No matter how much you have, it is what you don't have that matters!
No matter how much you have, it is what you don't have that matters!
USA Today/Associated Press

In the wake of the death of Robin Williams, parents must ask themselves just how aware they truly are of what their child is feeling. It just goes to show that money and power and popularity cannot buy happiness. Williams is proof of this.

His life was filled with excitement as he played a variety of roles; many bringing him fame, success and awards most people would die for. Well, he did die for them proving that the price of success is sometimes too high!

The loss of such a famous character has a tendency to get everyone thinking. Parents should really step back and take a good look at their children’s mental states as they are about to be stressed (while some are truly overwhelmed) with the end of summer and the beginning of a new school season.

Children of recent have become attuned to having things dropped in their laps such as everyone gets a participation trophy no matter if they succeeded at the task at hand or not. When even these small successes are not randomly doled out, kids get depressed.

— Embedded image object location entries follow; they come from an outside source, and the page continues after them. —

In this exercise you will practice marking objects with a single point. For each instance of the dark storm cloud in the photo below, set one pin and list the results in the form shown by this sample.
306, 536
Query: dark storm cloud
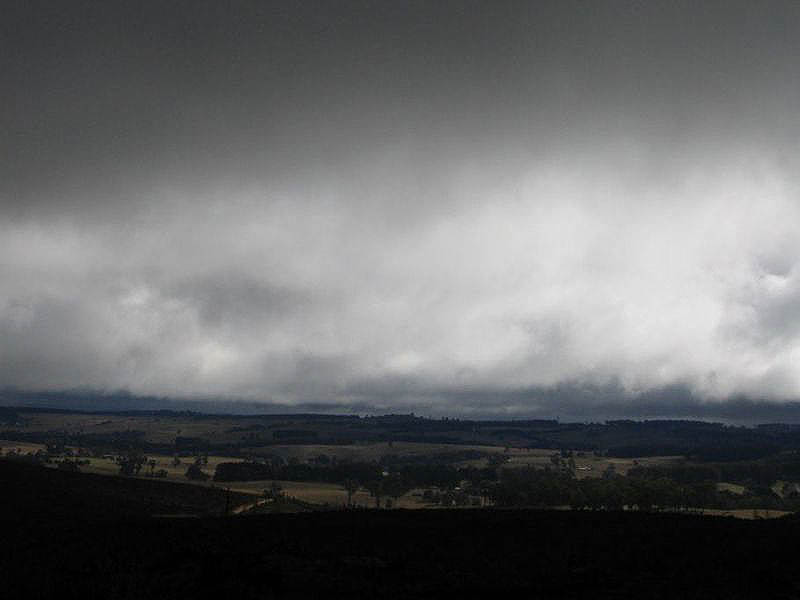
406, 204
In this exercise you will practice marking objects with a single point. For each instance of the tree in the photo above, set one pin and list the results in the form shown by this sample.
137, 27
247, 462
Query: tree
351, 486
195, 473
131, 463
375, 488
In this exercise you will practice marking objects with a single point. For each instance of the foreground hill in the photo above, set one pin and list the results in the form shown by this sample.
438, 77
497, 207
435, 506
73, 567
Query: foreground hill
55, 544
33, 490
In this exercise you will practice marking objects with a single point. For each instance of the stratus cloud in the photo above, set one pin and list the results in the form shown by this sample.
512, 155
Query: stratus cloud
608, 265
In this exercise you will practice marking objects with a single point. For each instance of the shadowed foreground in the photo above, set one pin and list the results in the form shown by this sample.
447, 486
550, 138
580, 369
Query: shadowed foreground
376, 554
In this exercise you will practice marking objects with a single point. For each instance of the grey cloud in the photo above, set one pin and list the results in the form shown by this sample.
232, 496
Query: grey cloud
451, 205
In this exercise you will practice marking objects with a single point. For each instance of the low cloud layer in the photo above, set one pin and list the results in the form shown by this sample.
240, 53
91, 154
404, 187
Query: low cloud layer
575, 219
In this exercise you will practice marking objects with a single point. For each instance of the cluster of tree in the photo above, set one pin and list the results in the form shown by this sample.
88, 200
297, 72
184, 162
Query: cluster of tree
748, 473
547, 488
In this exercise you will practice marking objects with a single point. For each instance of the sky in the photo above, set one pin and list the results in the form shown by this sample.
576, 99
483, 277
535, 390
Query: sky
465, 206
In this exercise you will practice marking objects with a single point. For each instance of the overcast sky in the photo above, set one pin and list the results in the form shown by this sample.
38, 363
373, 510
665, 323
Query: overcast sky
405, 202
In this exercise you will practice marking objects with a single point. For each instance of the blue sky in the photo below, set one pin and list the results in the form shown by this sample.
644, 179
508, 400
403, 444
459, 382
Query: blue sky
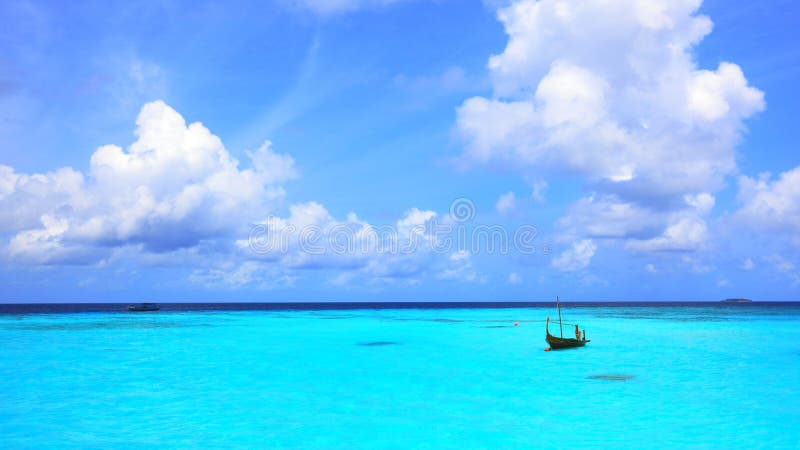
652, 145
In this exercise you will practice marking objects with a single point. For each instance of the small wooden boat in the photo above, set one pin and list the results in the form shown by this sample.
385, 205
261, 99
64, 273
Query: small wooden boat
144, 307
558, 343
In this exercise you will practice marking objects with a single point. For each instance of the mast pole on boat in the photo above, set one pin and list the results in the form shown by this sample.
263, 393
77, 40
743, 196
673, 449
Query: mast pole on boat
560, 325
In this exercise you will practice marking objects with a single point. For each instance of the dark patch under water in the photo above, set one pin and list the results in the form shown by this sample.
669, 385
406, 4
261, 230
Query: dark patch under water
611, 377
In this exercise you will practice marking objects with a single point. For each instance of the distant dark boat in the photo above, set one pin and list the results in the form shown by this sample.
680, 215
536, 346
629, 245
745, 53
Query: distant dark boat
558, 343
144, 307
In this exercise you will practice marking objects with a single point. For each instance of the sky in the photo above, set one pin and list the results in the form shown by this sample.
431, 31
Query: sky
399, 150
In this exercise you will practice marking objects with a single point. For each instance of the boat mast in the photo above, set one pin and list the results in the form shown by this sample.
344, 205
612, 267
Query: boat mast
560, 325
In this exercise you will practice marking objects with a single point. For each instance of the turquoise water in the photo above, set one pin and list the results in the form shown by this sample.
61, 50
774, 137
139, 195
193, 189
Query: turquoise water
721, 377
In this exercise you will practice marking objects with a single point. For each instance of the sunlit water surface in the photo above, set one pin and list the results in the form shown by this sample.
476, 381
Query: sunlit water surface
721, 377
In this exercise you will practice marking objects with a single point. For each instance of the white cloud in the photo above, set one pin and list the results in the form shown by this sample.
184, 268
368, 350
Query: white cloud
686, 234
506, 203
780, 263
460, 268
174, 187
576, 257
539, 187
249, 273
610, 91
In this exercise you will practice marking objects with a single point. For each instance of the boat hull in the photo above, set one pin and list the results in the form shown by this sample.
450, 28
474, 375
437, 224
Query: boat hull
562, 343
142, 308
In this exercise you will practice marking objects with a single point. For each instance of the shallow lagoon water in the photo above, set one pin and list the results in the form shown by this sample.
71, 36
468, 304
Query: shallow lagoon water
658, 377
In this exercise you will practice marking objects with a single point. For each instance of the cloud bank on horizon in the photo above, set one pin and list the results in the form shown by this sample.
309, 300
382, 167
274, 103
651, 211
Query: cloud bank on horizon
607, 93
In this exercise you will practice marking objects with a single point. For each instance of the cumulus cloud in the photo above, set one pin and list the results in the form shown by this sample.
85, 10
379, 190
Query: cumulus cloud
174, 187
578, 256
311, 238
610, 91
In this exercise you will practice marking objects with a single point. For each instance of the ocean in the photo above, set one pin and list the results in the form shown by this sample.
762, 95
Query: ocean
400, 375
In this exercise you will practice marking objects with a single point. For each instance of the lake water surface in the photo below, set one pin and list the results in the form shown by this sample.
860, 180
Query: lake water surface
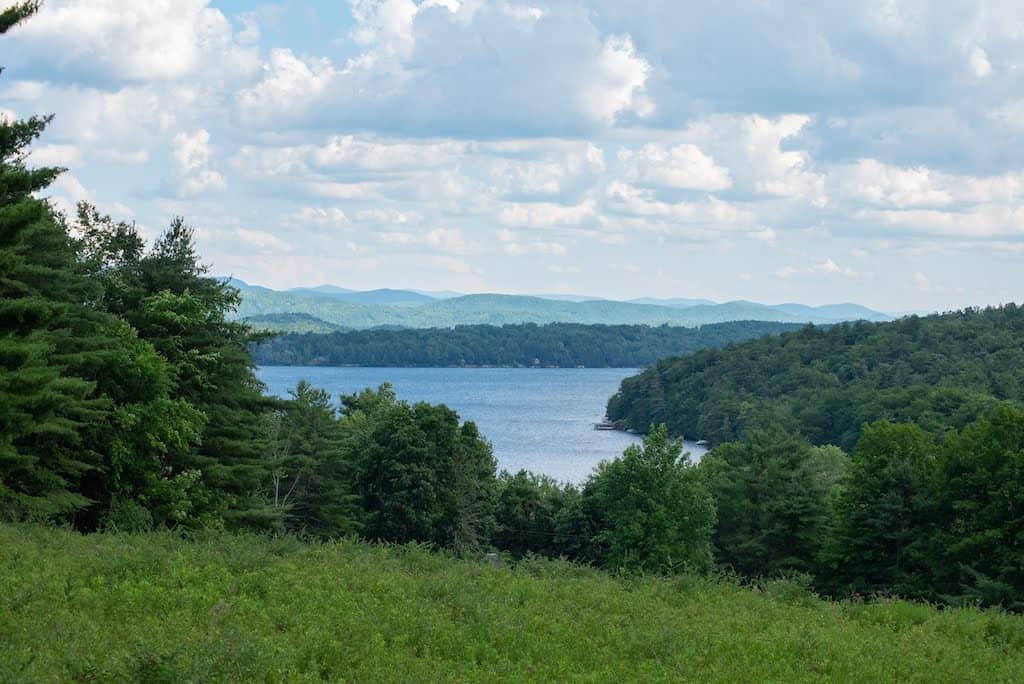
538, 419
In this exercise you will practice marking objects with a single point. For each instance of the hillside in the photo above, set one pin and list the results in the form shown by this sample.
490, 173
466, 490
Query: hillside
403, 308
290, 323
939, 371
160, 608
564, 345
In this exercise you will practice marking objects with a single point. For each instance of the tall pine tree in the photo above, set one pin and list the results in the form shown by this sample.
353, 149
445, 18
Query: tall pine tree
44, 407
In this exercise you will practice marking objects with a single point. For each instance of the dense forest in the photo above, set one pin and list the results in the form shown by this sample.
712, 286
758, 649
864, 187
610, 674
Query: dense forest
564, 345
863, 460
941, 372
496, 309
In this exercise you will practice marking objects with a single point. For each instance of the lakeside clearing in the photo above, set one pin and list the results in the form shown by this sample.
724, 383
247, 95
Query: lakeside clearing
157, 607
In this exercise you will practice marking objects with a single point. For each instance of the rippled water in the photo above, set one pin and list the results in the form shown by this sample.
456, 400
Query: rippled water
538, 419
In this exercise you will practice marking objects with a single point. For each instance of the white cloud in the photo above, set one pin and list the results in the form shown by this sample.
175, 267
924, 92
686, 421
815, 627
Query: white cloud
422, 66
617, 83
978, 60
262, 240
192, 152
683, 166
126, 40
548, 215
824, 267
332, 216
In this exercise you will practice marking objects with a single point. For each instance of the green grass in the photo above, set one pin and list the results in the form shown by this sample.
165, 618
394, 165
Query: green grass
156, 607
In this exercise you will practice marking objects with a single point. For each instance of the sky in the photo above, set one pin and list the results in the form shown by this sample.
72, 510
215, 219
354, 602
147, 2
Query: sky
813, 152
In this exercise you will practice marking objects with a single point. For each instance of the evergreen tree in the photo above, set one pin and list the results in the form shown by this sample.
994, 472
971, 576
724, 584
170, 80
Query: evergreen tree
979, 551
44, 405
879, 540
772, 492
168, 297
651, 509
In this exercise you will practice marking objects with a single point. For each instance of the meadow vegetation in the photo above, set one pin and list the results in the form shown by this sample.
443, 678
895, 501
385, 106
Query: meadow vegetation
157, 607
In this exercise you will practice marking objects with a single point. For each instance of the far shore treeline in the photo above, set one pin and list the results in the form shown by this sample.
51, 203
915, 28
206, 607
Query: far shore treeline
552, 345
862, 461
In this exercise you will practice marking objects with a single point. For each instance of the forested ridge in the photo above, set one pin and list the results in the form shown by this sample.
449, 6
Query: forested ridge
940, 372
564, 345
863, 461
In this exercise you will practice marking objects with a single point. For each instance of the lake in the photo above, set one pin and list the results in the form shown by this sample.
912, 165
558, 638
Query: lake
538, 419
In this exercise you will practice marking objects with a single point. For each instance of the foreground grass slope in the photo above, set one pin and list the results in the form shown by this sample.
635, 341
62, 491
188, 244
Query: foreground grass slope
156, 607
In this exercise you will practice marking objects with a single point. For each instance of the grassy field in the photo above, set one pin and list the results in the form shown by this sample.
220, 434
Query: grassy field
157, 608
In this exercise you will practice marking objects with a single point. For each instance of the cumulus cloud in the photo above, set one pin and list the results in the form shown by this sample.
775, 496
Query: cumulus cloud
423, 66
469, 131
683, 166
192, 152
128, 41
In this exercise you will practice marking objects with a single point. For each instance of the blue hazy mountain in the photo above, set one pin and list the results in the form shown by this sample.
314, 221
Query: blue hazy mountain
328, 307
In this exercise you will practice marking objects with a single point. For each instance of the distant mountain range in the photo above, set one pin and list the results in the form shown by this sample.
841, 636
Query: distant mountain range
329, 308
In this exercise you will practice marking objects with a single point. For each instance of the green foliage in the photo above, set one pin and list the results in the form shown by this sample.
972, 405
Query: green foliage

If you add that depression with the opportunity for drugs, alcohol, premature sexual activity and a whole host of other outside influences, it is no wonder that the depression increases in teens and young adults. Sometimes the depression begins at even earlier stages in the game, which, if you truly think about it, is quite frightening. Even children that have the proverbial ‘silver spoon in mouth’ can find a reason to be depressed and consider suicide as their only option.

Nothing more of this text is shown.